Five games into the 2013 season, Vancouver Whitecaps FC midfielder Russell Teibert already has as many starts as he had all year in 2012.
That number would be one.
After back-to-back 2-1 road losses to the Houston Dynamo and Chivas USA, head coach Martin Rennie elected to make three changes to his starting lineup for this past Saturday's game with the San Jose Earthquakes, and Teibert was one of the beneficiaries.
The 20-year-old Niagara Falls, Ontario, native played 68 minutes in the 1-1 draw in a central midfield role and used the ball intelligently with his cultured left foot.
While largely playing as a left winger with the Whitecaps during his time with the residency program, he was converted into a left fullback under interim head coach Tom Soehn in 2011.
Going into this season, it seems as if Rennie has decided Teibert’s best position might be centrally rather than as a wide player.

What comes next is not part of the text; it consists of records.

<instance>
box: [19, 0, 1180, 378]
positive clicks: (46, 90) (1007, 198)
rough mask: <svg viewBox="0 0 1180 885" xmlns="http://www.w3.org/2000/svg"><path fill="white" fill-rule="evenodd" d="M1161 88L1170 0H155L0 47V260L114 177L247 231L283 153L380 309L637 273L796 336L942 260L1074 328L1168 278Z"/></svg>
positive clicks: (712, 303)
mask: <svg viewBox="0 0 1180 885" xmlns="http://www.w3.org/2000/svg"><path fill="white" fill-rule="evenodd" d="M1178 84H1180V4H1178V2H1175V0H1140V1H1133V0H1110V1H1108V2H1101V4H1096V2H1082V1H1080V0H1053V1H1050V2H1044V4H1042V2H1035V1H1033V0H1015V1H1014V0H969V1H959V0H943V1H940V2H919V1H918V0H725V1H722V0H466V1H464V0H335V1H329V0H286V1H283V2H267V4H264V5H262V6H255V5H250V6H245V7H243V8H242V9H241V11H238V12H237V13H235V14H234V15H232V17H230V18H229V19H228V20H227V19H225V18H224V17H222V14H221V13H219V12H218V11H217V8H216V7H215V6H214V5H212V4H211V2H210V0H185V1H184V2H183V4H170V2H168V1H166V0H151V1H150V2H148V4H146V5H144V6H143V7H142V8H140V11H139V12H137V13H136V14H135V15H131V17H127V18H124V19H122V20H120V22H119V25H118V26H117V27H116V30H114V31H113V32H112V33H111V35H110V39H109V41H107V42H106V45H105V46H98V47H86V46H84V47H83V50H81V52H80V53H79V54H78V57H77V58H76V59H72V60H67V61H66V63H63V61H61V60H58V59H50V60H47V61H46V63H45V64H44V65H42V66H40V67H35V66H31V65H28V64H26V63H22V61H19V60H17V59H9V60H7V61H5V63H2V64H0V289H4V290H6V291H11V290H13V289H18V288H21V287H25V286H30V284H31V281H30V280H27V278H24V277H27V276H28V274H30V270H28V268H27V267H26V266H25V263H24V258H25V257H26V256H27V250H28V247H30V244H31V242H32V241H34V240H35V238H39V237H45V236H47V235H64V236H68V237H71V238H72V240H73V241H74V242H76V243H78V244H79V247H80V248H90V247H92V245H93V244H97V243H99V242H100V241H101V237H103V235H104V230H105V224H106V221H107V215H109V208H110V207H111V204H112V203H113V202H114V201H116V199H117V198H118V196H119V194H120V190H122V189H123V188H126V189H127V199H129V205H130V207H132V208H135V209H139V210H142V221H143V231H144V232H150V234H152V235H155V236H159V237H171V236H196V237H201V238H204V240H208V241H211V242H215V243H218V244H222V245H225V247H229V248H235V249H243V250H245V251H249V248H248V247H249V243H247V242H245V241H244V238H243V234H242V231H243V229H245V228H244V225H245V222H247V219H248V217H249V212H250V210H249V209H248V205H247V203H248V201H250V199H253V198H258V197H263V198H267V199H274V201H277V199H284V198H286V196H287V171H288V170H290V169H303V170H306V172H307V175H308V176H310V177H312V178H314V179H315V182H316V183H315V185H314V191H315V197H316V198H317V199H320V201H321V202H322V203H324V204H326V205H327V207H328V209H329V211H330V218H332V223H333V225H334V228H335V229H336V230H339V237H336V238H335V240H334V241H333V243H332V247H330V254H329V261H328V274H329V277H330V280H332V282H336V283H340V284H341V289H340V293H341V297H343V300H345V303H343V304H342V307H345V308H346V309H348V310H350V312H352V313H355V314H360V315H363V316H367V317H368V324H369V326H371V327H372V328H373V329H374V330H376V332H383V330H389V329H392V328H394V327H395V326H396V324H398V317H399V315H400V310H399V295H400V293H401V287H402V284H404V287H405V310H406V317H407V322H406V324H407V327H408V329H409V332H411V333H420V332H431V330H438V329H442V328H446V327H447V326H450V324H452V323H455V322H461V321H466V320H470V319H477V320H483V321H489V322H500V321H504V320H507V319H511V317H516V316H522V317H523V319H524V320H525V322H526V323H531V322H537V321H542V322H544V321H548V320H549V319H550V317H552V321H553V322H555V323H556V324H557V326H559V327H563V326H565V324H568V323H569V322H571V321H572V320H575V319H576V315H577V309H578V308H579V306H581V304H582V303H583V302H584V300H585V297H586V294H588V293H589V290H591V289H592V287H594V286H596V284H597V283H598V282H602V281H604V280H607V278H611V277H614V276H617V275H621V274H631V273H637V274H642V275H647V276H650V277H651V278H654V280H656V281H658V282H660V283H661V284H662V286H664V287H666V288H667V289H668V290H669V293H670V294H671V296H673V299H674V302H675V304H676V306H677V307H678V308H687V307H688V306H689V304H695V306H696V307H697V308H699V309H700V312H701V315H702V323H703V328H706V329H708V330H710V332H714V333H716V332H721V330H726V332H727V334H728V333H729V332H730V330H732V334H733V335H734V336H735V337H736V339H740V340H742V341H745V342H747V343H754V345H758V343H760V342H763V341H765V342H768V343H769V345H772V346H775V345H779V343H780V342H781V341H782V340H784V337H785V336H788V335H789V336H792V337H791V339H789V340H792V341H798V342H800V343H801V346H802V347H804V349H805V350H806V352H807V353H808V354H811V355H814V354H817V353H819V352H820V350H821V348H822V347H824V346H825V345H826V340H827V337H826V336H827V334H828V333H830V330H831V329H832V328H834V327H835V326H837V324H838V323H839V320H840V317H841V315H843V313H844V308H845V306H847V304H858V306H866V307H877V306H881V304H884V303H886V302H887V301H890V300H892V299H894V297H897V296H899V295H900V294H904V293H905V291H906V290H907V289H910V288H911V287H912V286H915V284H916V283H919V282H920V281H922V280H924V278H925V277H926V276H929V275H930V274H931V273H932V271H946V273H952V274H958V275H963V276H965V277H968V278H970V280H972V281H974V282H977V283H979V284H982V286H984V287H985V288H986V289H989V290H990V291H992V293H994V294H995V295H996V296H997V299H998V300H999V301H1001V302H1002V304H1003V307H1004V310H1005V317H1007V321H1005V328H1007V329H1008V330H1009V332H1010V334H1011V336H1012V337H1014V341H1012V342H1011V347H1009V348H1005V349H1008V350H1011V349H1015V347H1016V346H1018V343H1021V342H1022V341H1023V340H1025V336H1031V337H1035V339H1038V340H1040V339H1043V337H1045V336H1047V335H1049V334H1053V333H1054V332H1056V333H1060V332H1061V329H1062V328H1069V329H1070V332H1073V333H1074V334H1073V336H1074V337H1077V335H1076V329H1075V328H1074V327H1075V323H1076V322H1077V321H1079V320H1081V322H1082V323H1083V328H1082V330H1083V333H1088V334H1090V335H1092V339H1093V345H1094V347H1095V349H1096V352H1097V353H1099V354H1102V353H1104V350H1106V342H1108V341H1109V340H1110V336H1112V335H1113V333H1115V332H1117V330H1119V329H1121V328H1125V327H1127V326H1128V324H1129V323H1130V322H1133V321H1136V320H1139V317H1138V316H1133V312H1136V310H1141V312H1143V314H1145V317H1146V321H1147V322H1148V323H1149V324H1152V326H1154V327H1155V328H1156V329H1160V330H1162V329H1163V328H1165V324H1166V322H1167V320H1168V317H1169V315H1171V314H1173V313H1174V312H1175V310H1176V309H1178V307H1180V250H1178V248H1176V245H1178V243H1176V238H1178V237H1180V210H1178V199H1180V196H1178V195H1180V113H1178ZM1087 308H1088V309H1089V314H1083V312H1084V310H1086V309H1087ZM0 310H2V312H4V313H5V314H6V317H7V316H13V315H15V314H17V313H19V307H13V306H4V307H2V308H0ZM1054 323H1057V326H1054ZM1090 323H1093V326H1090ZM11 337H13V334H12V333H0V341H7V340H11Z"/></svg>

“I’ve been reinventing myself,” Teibert told Vancouver radio station TEAM 1410 following Saturday’s match. “I’ve been working a lot off the field and doing a lot of work on the side. I’ve changed my game a lot.”
As he makes that transition to a new position, the young Canadian international is taking full advantage of playing alongside Nigel Reo-Coker, who has played centrally in the English Premier League.
“He’s a mentor on and off the field,” Teibert said of Reo-Coker on the post-match radio broadcast. “You learn so many lessons from him – how he carries himself as a pro off the field, and how he comes into training – how he’s the first one there and usually the last one to leave. He’s a great pro and a great mentor that I definitely look up to.”
The admiration goes both ways, with the Englishman reiterating his belief that Teibert can one day play at the highest levels of the game.
“I look at Russell as my brother,” Reo-Coker said. “That kid is a fantastic kid. I spend a lot of time with him on and off the field. The enthusiasm he has, the ability he has, is fantastic.
“His ability is fantastic and I try and help him – he’s always looking to improve his game. He’s a great footballer and when he comes into the midfield he brings a new dimension to us. He’s got the ability to dribble and get past players and make openings happen.
“I think the more he plays, the better he’s going to become, the more he’s going to learn about the art of playing in central midfield.”